Help me Abba to stop lacing my life with excuses and justifications for my inabilities, for in doing so I am essentially blaming You for my lack of power in Your Ruach that comes from being in relationship with You. Forgive me for listening to and following a stranger instead of You Abba. Turn my heart back to You Abba that I might Be all that You created me to Be and Do all that You have for me to Do.
If My people who are called by My Name will humble themselves and pray, and seek My Face, turn from their wicked ways; then will I hear from heaven and will forgive their sin and will heal their land.
Remember the story of the blind man, the disciples asked, who sinned this man or his parents that he should be born blind? Yashua answered, it was neither that this man nor his parents that sinned that he should be born blind, but that the Glory of YHVH might be revealed.
When we follow The Shepherd, when we obey His voice the Glory of YHVH is made manifest in our midst! Oh to hear and obey!
Even so come Lord Yashua!

1 comment:

  1. Thank you dear sister for sharing with us the inner most thoughts that the Ruach has given to you. The Ruach is working with many on this very subject.

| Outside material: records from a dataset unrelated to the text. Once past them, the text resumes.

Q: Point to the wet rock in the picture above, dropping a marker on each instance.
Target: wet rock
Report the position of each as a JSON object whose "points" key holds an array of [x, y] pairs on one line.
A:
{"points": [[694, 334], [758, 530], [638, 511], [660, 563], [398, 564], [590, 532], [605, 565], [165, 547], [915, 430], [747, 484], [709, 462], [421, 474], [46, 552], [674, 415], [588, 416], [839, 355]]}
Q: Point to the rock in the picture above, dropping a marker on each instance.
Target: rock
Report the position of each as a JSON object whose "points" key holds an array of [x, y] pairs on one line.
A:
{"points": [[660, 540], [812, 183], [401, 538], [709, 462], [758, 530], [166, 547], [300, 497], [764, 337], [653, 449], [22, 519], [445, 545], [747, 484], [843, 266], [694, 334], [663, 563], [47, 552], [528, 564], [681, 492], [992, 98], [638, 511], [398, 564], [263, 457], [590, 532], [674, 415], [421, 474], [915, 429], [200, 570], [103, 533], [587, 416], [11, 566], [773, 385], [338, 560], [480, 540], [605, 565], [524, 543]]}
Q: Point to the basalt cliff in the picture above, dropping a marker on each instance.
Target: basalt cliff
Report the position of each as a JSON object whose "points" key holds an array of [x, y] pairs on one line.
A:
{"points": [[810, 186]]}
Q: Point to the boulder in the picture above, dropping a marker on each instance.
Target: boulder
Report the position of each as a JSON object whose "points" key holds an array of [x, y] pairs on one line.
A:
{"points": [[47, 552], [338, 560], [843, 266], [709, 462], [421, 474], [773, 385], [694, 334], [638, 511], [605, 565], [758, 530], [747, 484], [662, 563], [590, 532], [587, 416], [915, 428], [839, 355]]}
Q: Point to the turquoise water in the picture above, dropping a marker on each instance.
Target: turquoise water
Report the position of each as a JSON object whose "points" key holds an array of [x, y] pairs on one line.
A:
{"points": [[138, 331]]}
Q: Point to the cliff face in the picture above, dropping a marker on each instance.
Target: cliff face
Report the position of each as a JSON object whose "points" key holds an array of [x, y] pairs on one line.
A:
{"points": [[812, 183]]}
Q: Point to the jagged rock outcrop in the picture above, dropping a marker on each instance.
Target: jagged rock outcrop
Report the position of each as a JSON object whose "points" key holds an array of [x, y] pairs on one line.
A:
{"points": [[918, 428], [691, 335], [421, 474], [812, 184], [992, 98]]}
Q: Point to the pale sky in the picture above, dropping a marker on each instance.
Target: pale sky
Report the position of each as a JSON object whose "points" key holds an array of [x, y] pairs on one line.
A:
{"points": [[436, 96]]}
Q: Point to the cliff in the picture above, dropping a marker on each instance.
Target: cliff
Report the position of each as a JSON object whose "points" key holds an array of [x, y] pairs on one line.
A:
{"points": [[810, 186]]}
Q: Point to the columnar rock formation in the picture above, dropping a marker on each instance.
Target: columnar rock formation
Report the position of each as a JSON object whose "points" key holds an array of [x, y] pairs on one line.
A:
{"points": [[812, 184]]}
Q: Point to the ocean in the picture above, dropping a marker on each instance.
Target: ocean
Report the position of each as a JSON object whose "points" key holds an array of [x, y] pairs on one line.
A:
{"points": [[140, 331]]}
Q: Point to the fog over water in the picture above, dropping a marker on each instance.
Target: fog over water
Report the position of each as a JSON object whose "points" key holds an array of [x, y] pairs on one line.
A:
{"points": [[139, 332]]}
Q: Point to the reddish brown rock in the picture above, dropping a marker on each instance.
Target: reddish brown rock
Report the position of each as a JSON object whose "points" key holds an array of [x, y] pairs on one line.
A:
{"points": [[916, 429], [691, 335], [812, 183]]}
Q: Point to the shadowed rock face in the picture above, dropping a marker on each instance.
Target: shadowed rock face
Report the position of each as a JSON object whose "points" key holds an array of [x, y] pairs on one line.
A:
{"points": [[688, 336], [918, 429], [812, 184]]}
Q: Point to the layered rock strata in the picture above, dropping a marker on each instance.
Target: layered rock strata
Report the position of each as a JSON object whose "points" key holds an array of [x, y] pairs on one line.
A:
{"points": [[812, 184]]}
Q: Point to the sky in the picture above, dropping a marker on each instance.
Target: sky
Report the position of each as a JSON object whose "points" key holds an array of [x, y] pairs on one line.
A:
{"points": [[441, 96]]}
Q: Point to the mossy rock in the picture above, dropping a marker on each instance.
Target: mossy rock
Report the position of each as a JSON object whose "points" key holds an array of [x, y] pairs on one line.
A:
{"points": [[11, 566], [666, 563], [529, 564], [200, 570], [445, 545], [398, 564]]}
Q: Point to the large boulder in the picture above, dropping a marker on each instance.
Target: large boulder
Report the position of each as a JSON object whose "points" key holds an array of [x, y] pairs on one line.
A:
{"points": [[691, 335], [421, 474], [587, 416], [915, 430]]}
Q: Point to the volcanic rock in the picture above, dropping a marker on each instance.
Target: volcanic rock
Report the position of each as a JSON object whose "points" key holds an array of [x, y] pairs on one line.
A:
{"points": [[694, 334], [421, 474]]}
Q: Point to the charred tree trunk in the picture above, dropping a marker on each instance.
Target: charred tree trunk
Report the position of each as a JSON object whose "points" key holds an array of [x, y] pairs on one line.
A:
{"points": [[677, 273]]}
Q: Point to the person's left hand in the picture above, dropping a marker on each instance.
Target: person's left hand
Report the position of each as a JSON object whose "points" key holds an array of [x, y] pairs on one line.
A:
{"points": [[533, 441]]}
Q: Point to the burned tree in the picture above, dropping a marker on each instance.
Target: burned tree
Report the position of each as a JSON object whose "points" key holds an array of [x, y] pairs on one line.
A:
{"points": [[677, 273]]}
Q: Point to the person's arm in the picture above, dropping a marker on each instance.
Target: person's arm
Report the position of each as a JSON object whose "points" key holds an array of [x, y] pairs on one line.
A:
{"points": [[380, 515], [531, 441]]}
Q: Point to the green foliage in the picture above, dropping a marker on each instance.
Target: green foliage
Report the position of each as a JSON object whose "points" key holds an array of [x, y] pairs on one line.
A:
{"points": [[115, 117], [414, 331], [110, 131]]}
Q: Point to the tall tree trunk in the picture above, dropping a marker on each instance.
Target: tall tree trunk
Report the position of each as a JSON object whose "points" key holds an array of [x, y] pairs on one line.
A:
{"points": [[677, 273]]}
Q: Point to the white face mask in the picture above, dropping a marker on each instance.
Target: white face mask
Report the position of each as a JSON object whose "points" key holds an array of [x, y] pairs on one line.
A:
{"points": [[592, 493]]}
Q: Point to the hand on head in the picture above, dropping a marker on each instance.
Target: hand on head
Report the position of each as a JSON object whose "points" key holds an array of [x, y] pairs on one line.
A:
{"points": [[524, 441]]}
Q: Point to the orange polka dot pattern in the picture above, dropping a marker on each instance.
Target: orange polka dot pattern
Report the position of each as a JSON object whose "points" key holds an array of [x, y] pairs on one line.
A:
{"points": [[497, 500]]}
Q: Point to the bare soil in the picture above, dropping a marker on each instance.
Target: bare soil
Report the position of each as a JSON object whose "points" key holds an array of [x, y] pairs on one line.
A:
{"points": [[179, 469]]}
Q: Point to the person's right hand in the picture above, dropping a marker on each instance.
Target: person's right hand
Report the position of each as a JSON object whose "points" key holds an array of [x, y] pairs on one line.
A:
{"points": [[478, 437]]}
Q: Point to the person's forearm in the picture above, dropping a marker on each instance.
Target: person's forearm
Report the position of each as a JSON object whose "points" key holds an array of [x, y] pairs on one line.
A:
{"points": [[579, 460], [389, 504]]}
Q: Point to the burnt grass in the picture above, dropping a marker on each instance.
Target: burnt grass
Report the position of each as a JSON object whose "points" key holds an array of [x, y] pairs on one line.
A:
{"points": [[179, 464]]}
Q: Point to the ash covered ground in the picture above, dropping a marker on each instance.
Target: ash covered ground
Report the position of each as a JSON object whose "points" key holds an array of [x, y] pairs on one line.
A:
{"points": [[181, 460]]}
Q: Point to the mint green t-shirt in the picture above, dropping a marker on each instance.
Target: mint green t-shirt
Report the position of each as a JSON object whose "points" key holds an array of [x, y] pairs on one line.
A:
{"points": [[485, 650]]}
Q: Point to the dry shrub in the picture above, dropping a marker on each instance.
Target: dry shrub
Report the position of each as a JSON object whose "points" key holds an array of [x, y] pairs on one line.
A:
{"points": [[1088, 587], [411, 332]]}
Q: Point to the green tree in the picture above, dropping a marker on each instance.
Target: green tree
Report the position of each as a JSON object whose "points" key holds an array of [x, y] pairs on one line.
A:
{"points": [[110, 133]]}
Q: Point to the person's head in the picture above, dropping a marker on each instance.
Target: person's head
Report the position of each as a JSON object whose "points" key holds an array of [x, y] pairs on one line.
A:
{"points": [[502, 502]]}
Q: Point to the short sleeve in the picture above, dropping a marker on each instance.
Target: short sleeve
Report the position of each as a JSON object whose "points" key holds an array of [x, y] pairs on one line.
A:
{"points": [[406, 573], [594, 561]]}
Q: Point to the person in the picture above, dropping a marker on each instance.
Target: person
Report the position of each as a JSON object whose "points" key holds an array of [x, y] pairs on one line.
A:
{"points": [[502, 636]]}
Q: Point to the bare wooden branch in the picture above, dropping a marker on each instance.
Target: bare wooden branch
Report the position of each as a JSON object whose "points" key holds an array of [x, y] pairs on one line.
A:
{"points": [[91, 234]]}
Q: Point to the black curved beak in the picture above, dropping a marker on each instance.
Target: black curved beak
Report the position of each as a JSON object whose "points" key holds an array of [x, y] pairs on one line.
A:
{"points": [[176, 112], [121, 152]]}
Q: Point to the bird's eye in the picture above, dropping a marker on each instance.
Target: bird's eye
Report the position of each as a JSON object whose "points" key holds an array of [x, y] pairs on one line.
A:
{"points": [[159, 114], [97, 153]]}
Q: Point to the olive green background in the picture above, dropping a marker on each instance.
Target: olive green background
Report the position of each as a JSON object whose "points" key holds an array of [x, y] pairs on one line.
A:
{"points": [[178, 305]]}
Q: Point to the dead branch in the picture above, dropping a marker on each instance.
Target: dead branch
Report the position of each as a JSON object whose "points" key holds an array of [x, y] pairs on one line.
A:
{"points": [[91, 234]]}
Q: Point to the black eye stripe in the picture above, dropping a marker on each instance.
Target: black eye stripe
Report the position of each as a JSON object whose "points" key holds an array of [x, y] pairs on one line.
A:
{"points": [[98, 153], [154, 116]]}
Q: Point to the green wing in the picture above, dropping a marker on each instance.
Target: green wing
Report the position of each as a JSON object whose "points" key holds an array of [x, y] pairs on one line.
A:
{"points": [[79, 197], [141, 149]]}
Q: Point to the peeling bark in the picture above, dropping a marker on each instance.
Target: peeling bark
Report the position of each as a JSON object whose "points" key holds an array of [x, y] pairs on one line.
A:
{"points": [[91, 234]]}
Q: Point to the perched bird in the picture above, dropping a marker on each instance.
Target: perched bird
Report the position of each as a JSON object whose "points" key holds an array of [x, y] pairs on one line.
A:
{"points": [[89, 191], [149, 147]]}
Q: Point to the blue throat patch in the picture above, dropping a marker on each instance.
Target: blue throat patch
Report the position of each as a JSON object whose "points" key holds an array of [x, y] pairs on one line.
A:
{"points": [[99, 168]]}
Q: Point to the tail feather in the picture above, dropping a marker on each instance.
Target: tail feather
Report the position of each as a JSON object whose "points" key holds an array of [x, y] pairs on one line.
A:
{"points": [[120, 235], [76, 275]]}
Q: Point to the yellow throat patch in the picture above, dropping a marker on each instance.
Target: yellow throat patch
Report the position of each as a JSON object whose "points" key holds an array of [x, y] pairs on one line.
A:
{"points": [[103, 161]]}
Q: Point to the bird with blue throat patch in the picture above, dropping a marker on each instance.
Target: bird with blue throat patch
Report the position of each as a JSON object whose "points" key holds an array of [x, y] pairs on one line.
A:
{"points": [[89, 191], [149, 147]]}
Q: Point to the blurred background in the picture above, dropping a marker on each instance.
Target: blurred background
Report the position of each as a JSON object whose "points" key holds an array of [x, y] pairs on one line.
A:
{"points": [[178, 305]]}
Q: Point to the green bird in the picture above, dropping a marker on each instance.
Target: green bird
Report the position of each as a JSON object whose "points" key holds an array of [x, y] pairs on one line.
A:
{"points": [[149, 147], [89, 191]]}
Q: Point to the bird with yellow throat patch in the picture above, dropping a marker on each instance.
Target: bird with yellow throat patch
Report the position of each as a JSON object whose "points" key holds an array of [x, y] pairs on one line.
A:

My thoughts have been a little different but when put together with your meditations are a great and wonderful tapestry that Yaweh is spinning for us all. I have recently lost a brother. For many years I prayed for his healing and many times he was but recently I found myself fighting with the Ruach in my prays for healing. I had a feeling this was not what I was to be praying for. I was asking for healing because everyone around was. I found myself thinking about "seek ye first the Kingdom of God" If I was to seek the Kingdom of God why was I not seeking it for others as well. Several times Matt 23:23 was given to me "have neglected the weightier matters of the law: justice and mercy and faith". After meditating on these scriptures and many others I came to the conclusion that praying for healing was being selfish on my part when I could pray for Yah's mercy and have complete faith that my brother would be taken care of by the most loving Father. Yah's mercy would forgive my brother of all his sins and he would ultimately receive the complete and total healing (physical and spirit) that would allow him to enter into the Kingdom of God. What could be more perfect than that. He will be deeply missed but I have great faith that my Father knows what is best for my dear brother. "For this is God, Our God forever and ever; He will be our guide even to death." The last two Torah portions have also reinforced my thoughts of seeking the Kingdom of God, justice, mercy and faith for others. When Aaron was in the Holy and Holies he carried with him all the names of the children of Israel. I have always prayed for others but I think its time we take it to a higher level. I want nothing more than to listen to the voice of Yah. I ask Him everyday now to put my day in order I only want to do what he has in mind for me. He made me think of you today. May the Glory of Yah be revealed in all. Miss you both very much and pray we will see each other soon.